Il n'y a pas de sauveur suprême

Bientôt les élections régionales, et les choses sont à peu près nettes. En Lorraine, on devra choisir, à gauche, entre les listes du NPA, du Front de Gauche, des écolos et de Lutte ouvrière. Ah, et puis j'oubliais: celle qui s'appelle «La Gauche avec Jean-Pierre Masseret». Une liste sans étiquette, en somme, qui ne se revendique que d'un seul point fédérateur: le Lider Maximo, le chef, le Grand Timonier, le Boss, Dieu le Père, le Petit Père du Populo, le chef de meute, le Petit Caporal, Papa, Sa Sainteté.

Une liste qui n'annonce pas sa couleur: socialiste?

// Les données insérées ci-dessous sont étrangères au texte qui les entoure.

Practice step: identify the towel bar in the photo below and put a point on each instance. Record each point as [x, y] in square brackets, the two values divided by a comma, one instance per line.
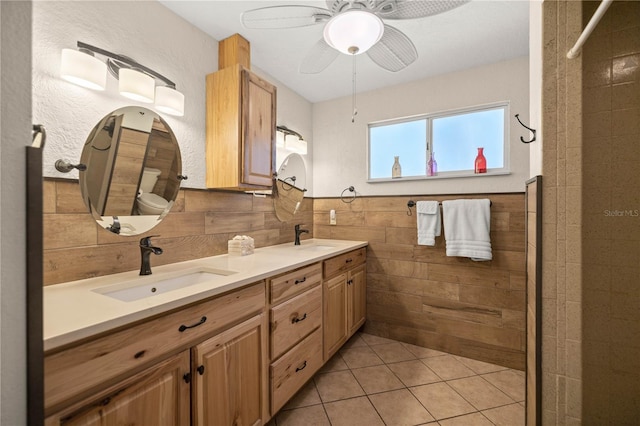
[411, 204]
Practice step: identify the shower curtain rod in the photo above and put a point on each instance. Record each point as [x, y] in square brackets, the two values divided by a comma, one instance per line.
[575, 50]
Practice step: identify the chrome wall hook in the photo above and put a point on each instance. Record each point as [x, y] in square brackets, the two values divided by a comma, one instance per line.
[528, 128]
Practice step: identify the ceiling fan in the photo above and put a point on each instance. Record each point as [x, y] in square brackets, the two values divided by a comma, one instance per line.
[352, 27]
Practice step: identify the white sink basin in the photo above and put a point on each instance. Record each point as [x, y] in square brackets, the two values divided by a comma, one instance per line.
[148, 286]
[316, 247]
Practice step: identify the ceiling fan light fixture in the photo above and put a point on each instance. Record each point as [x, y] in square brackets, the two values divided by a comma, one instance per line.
[353, 32]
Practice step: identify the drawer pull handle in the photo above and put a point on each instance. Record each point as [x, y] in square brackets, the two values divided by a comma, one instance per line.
[296, 320]
[186, 327]
[302, 368]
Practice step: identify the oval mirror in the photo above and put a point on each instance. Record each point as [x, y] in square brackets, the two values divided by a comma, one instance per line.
[289, 187]
[133, 170]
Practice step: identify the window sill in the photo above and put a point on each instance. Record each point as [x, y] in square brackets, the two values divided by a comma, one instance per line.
[447, 175]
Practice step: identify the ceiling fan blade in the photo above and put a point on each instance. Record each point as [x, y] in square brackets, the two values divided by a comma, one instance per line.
[275, 17]
[409, 9]
[319, 57]
[394, 51]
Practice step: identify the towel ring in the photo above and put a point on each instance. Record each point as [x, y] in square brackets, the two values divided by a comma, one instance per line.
[350, 189]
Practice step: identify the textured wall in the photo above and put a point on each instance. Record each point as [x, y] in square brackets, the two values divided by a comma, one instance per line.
[152, 35]
[419, 295]
[199, 225]
[340, 146]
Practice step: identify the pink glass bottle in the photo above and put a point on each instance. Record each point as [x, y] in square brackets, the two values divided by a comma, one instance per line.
[481, 162]
[432, 165]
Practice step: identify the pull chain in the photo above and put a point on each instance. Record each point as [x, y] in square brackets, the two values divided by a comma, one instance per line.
[354, 50]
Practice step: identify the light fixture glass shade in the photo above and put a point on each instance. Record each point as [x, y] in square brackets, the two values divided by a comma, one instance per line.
[136, 85]
[357, 29]
[295, 144]
[83, 69]
[169, 101]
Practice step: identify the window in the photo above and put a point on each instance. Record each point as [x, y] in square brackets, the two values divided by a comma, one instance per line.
[454, 137]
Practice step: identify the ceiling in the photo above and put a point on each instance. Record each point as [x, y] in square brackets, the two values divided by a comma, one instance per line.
[479, 32]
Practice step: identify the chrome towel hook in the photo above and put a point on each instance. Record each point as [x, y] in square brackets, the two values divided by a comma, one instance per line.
[528, 128]
[349, 200]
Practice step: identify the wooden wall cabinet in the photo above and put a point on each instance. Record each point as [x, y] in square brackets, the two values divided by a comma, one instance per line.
[344, 299]
[240, 130]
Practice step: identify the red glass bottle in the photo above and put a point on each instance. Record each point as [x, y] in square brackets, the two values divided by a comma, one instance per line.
[481, 162]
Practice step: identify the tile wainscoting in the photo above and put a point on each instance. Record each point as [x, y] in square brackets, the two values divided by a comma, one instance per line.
[199, 225]
[417, 294]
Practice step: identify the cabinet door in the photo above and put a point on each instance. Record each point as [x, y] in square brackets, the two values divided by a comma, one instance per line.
[157, 396]
[335, 314]
[230, 376]
[258, 130]
[357, 298]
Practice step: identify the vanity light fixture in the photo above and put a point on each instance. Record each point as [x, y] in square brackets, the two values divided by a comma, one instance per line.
[291, 141]
[136, 81]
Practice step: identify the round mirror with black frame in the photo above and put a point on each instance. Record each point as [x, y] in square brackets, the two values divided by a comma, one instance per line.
[289, 187]
[133, 170]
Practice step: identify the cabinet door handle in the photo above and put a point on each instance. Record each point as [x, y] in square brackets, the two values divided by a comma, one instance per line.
[296, 320]
[186, 327]
[302, 368]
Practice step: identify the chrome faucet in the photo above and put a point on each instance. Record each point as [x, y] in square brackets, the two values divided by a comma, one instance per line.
[145, 251]
[298, 232]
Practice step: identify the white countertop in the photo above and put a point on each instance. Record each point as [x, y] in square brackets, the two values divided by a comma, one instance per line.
[75, 310]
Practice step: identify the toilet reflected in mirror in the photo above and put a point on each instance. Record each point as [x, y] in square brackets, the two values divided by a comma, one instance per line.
[289, 187]
[133, 170]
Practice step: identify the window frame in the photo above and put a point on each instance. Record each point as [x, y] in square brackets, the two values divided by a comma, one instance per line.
[505, 170]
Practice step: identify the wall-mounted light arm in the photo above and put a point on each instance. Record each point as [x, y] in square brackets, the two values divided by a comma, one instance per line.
[127, 61]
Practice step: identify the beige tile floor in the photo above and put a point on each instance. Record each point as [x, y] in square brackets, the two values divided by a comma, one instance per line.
[377, 381]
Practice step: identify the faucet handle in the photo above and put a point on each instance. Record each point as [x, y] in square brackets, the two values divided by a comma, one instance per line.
[146, 241]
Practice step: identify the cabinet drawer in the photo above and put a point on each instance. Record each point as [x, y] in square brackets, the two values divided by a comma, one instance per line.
[294, 368]
[294, 319]
[292, 283]
[344, 262]
[98, 363]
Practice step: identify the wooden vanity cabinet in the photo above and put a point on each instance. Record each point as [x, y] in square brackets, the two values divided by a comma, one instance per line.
[210, 357]
[344, 299]
[295, 331]
[229, 376]
[240, 130]
[157, 396]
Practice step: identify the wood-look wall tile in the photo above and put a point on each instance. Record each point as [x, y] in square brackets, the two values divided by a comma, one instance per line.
[462, 311]
[469, 275]
[216, 223]
[389, 219]
[390, 251]
[217, 201]
[68, 198]
[48, 196]
[173, 225]
[482, 296]
[68, 230]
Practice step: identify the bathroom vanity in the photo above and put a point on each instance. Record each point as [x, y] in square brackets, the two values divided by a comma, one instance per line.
[220, 340]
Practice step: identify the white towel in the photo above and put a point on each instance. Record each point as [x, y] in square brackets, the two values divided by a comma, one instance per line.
[429, 222]
[467, 225]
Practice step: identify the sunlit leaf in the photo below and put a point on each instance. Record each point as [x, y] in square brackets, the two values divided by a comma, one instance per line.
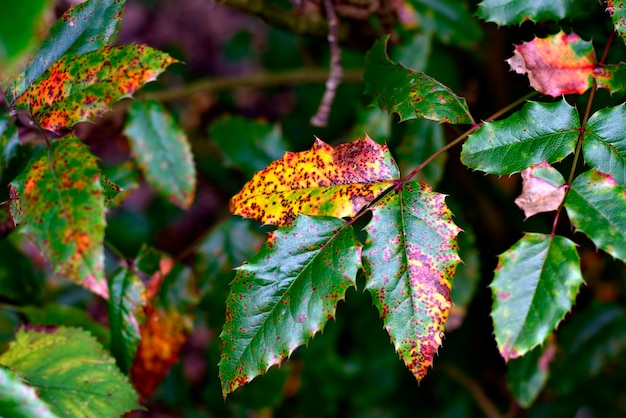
[543, 189]
[248, 145]
[538, 132]
[604, 146]
[535, 284]
[284, 295]
[73, 374]
[126, 315]
[19, 400]
[63, 211]
[408, 93]
[509, 12]
[83, 28]
[409, 258]
[161, 148]
[563, 64]
[82, 87]
[322, 181]
[596, 205]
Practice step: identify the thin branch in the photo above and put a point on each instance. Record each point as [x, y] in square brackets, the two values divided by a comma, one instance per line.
[336, 72]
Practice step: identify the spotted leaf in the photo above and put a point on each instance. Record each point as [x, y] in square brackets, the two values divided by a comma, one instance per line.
[81, 87]
[284, 295]
[62, 209]
[323, 181]
[535, 284]
[409, 93]
[409, 259]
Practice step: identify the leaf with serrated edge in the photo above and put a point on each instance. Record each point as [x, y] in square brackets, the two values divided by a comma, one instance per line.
[538, 132]
[604, 147]
[79, 88]
[162, 150]
[83, 28]
[62, 206]
[73, 373]
[285, 294]
[596, 206]
[19, 400]
[322, 181]
[409, 259]
[408, 93]
[510, 12]
[535, 284]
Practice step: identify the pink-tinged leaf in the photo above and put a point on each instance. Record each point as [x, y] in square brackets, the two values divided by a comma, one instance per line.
[563, 64]
[285, 294]
[543, 189]
[62, 209]
[535, 285]
[409, 258]
[79, 88]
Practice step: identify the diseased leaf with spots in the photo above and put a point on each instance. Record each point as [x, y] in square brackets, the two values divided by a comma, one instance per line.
[563, 64]
[162, 150]
[510, 12]
[72, 372]
[409, 258]
[62, 206]
[596, 205]
[284, 295]
[543, 189]
[409, 93]
[323, 181]
[538, 132]
[535, 285]
[79, 88]
[83, 28]
[604, 146]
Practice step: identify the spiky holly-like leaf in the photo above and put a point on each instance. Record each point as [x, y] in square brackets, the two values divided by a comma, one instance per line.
[73, 374]
[162, 150]
[534, 286]
[62, 207]
[408, 93]
[409, 260]
[596, 205]
[323, 181]
[537, 132]
[285, 294]
[82, 87]
[83, 28]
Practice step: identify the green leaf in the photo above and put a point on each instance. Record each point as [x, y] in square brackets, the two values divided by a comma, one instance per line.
[449, 20]
[409, 260]
[63, 211]
[73, 374]
[19, 23]
[82, 28]
[537, 132]
[408, 93]
[604, 146]
[596, 206]
[285, 294]
[126, 315]
[248, 145]
[534, 286]
[527, 375]
[510, 12]
[161, 148]
[19, 400]
[592, 340]
[81, 87]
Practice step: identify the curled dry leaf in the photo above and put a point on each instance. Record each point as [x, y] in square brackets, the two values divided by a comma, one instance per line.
[543, 189]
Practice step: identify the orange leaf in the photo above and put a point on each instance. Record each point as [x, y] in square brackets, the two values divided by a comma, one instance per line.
[323, 181]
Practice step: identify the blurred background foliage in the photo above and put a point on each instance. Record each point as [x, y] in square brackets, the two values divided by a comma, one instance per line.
[244, 96]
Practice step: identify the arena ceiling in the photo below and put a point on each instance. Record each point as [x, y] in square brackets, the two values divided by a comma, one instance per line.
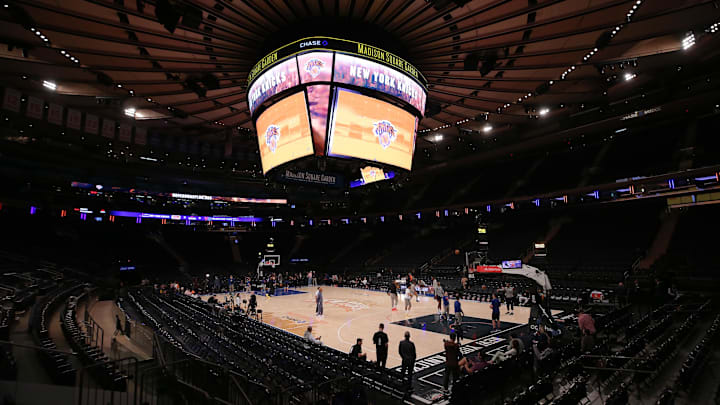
[493, 66]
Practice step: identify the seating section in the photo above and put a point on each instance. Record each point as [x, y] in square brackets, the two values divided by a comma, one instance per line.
[103, 371]
[691, 250]
[8, 366]
[264, 354]
[56, 364]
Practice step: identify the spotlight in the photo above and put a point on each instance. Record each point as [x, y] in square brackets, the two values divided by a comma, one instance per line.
[50, 85]
[689, 40]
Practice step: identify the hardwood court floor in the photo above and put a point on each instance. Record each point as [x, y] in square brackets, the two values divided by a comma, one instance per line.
[354, 313]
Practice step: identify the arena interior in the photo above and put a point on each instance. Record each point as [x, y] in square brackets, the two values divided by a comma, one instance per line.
[284, 202]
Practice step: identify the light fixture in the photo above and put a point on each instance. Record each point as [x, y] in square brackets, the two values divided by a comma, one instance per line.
[689, 40]
[50, 85]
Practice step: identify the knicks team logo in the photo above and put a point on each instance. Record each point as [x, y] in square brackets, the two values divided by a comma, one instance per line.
[386, 133]
[314, 66]
[272, 136]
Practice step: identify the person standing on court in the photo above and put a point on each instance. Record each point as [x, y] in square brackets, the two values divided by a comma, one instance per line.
[452, 353]
[439, 292]
[392, 292]
[118, 326]
[509, 299]
[380, 340]
[408, 298]
[495, 305]
[318, 302]
[458, 310]
[406, 348]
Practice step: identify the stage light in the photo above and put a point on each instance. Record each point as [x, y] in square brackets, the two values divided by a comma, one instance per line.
[50, 85]
[689, 40]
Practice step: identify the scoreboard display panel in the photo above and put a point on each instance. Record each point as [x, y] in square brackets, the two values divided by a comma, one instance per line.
[344, 99]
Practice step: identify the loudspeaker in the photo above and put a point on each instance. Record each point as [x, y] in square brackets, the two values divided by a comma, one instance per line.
[471, 62]
[167, 14]
[192, 17]
[210, 81]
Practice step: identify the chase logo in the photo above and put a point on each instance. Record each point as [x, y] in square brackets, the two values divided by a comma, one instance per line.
[306, 44]
[386, 133]
[272, 136]
[314, 66]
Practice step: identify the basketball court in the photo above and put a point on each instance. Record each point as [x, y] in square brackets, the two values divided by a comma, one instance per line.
[351, 313]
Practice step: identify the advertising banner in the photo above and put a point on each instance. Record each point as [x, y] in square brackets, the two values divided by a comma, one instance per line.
[370, 129]
[311, 177]
[92, 124]
[55, 114]
[108, 129]
[283, 132]
[315, 67]
[11, 100]
[74, 119]
[34, 107]
[281, 77]
[319, 105]
[140, 136]
[371, 75]
[125, 133]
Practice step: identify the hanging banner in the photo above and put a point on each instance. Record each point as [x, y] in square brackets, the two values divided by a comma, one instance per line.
[11, 100]
[140, 136]
[92, 124]
[74, 119]
[125, 133]
[228, 144]
[55, 114]
[108, 129]
[311, 177]
[34, 107]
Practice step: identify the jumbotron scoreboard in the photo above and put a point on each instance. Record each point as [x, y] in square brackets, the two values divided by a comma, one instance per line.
[324, 96]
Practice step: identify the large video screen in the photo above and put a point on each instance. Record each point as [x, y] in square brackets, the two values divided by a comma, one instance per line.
[370, 129]
[370, 75]
[319, 103]
[315, 67]
[284, 132]
[278, 78]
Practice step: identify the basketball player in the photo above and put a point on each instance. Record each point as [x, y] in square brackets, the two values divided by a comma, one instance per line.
[495, 305]
[319, 302]
[392, 292]
[408, 299]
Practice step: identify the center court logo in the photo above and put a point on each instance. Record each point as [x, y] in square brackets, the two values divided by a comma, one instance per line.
[272, 136]
[385, 132]
[348, 306]
[314, 66]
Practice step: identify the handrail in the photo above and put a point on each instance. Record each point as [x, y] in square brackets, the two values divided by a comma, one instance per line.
[234, 380]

Communiste? Anarchiste? «La Gauche», par les temps qui courent, c'est vague. Une liste qui, donc, voit les électeurs de la même façon que les multiples pouvoirs personnels qui ont émaillé l'Histoire ont considéré les peuples: des troupeaux de moutons qui ne réclament qu'une chose, qu'un berger incontesté les guide à travers les verts pâturages.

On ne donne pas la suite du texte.